Relación Calidad-Precio: La Clave del Éxito

Uno de los pilares del atractivo de La Casona era su buena relación calidad-precio. Con un nivel de precios moderado (marcado con 2 sobre 4 en las guías), los clientes sentían que recibían un valor excepcional. La existencia de un menú del día muy completo y generoso permitía disfrutar de una comida de alta calidad a un precio muy razonable. Los comensales salían "súper llenos" y satisfechos, convencidos de haber hecho una elección acertada. Esta política de precios justos, sin sacrificar la calidad de los ingredientes ni la elaboración, hizo que el restaurante fuera accesible y popular entre un público muy diverso, consolidándolo como una opción ideal para restaurantes para ir en familia o con amigos.

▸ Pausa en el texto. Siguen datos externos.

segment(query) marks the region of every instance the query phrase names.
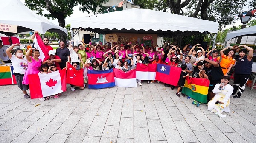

El Legado de un Referente Gastronómico

El cierre permanente de Restaurant La Casona ha dejado un vacío en Maçanet de la Selva. Fue un establecimiento que supo ganarse a pulso su reputación, convirtiéndose en lo que un cliente describió como "un sitio de referencia gastronómica". Su propuesta honesta, centrada en el producto y el buen hacer, demostró que no se necesitan grandes lujos para ofrecer una experiencia culinaria de primer nivel. Aunque ya no es posible degustar su famoso Cim i Tomba o sus mejillones a la brasa, el recuerdo de sus sabores y la calidez de su servicio permanecen como un estándar de calidad para la restauración de la zona.